I started fooling around with some tunes I found in the old "Fireside Book of Folk Songs," and I began to compose my own tunes.

The first I wrote I called "High Sierra"-- named for the state of my mind, and the instrument on which I was playing it. It happened so fast that I called a few steel players I knew to ask them if they ever heard it before. When it wasn't familiar to any of them, I assumed it was mine!

Ken Bloom at his electric zither, me at "The Steel." Photo by H. Armstrong Roberts III.
Ken Bloom & me

In 1977 I played St. Louis, with Ken Bloom as my main back-up. Most of the set was my original tunes.

By the fall of 1977 I approached Philo with the idea of a solo record. They agreed to do so, and provided a specified budget.

I contacted Bloom, and he agreed to be the producer. He came east for a week and we worked on a number of tunes. I then sent him a tape of all I was thinking about doing, and he said he'd work out some arrangements.

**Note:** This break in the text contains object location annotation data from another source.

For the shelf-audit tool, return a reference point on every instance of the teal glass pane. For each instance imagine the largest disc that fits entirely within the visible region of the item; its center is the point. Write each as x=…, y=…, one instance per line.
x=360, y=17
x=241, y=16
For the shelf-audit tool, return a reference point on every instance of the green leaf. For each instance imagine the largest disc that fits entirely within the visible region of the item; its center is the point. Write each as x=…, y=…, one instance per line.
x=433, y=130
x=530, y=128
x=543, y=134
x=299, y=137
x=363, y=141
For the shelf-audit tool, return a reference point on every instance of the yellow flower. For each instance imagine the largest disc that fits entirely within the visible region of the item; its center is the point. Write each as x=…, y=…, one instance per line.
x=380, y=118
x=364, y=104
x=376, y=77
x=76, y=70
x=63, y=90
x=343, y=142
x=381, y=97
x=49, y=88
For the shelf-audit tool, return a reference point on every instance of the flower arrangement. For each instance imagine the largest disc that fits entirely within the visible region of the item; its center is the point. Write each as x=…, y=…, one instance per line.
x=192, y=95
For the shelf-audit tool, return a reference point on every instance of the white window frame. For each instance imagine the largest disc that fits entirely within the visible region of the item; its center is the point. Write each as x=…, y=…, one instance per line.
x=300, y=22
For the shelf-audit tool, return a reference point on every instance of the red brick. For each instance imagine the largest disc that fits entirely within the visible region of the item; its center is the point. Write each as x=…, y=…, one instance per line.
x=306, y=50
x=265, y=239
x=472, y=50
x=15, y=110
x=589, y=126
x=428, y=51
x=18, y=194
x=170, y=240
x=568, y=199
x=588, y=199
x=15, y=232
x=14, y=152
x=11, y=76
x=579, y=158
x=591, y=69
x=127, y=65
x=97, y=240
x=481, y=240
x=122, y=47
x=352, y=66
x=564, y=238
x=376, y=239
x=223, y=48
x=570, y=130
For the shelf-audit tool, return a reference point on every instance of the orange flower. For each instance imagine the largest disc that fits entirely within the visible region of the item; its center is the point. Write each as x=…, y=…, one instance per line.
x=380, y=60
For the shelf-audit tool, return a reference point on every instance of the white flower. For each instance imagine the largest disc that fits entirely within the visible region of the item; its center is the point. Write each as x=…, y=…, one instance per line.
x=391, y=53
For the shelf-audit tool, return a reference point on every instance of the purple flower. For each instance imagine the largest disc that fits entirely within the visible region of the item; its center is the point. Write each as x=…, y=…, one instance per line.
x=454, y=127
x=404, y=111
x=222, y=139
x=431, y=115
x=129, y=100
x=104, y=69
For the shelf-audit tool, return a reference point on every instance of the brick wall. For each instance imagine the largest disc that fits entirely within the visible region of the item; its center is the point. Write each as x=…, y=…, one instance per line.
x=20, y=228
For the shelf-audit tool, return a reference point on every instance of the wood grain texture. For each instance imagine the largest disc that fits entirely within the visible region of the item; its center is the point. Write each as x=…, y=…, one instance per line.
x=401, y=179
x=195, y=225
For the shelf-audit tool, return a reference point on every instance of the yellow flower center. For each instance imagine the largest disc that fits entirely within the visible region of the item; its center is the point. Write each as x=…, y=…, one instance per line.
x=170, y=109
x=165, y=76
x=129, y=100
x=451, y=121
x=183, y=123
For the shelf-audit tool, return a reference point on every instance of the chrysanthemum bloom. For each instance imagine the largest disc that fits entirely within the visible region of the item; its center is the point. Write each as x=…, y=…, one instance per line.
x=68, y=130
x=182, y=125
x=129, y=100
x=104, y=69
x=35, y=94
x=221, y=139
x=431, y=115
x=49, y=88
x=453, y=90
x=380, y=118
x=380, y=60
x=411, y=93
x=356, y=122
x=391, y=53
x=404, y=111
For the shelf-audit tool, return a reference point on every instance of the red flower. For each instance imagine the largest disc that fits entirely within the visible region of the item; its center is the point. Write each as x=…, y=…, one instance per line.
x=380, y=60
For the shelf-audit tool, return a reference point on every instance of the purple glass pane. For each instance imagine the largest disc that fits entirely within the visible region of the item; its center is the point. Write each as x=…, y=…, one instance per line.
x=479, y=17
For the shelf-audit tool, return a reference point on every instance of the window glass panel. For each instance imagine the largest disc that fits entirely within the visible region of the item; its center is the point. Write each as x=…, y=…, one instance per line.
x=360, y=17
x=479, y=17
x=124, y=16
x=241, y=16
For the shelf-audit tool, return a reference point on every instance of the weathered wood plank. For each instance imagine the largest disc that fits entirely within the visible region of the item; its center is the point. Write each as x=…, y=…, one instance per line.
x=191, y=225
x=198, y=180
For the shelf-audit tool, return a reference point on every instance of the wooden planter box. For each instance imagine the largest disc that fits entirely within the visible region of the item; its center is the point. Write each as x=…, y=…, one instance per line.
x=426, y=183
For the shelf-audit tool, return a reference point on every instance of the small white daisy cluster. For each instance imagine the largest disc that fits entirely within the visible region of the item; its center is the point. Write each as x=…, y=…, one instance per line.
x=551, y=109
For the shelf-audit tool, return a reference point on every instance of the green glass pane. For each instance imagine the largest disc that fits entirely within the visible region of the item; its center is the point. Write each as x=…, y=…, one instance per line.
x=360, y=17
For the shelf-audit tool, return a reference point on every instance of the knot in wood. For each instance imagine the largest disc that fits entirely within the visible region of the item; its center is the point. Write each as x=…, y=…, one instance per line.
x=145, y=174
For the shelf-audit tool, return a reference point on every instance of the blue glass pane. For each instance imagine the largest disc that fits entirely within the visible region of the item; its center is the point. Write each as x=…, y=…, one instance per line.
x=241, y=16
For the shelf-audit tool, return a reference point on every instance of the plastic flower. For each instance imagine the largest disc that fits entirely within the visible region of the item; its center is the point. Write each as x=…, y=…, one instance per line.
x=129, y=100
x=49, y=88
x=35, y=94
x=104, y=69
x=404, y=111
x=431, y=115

The studio date was set, and the musicians, all from the Philo "stable" and with whom I've worked before, were sent tapes to familiarize them with the material.

Bloom came to Philly in February 1978, and we drove up to Vermont. He had full charts and arrangements for everything. It was one of the most organized sessions ever done at Philo. We got the whole thing recorded in two days, including all the over-dubbing.

Head Works (Winston), from "Steel Wool" Philo 1058 (out of print) Arrangement by Ken Bloom. (1.7Mb)

On a tune like "Head Works" Bloom outlined the whole tune, what the drummer should play when, what the bass should be doing where-- the whole thing. When we got done, it sounded very empty. "Trust me," says Bloom. I did. The next day he overlaid a clarinet solo, and then three saxophone parts. It all filled out beautifully.

A week later we flew up for a weekend to do the final mixing and to add two tunes. At the same time we shot the cover.

The album was to be called "Steel Wool," and the cover concept, the steel among sheep, was suggested by a friend, Lynn Hughes. I wanted both black and white sheep. We joked about blowing the whole budget by flying to New Zealand to do the shot. It turned out that one of the premier herds of black sheep was located about five miles from the recording studio. We showed up, put the steel in the barn, and let the sheep circulate. Six rolls were taken-- 72 shots-- and we found only two that would work.

I prepared the inside art-work for the record. I also assembled a book of tablature to go with the record. I over anticipated the desire for such a book. I had 2,000 printed, and about 1,500 became fuel for my brother's wood stove a few years later.

The record broke even. When the printing of 3,000 were sold, it was not re-printed. When Philo closed, the master tapes went to Rounder records, and were either recorded over or were lost.

In 1992 Tom Bradshaw from Pedal Steel Guitar Products reproduced the record as a tape. Copies still might be available from the Steel Guitar Forum.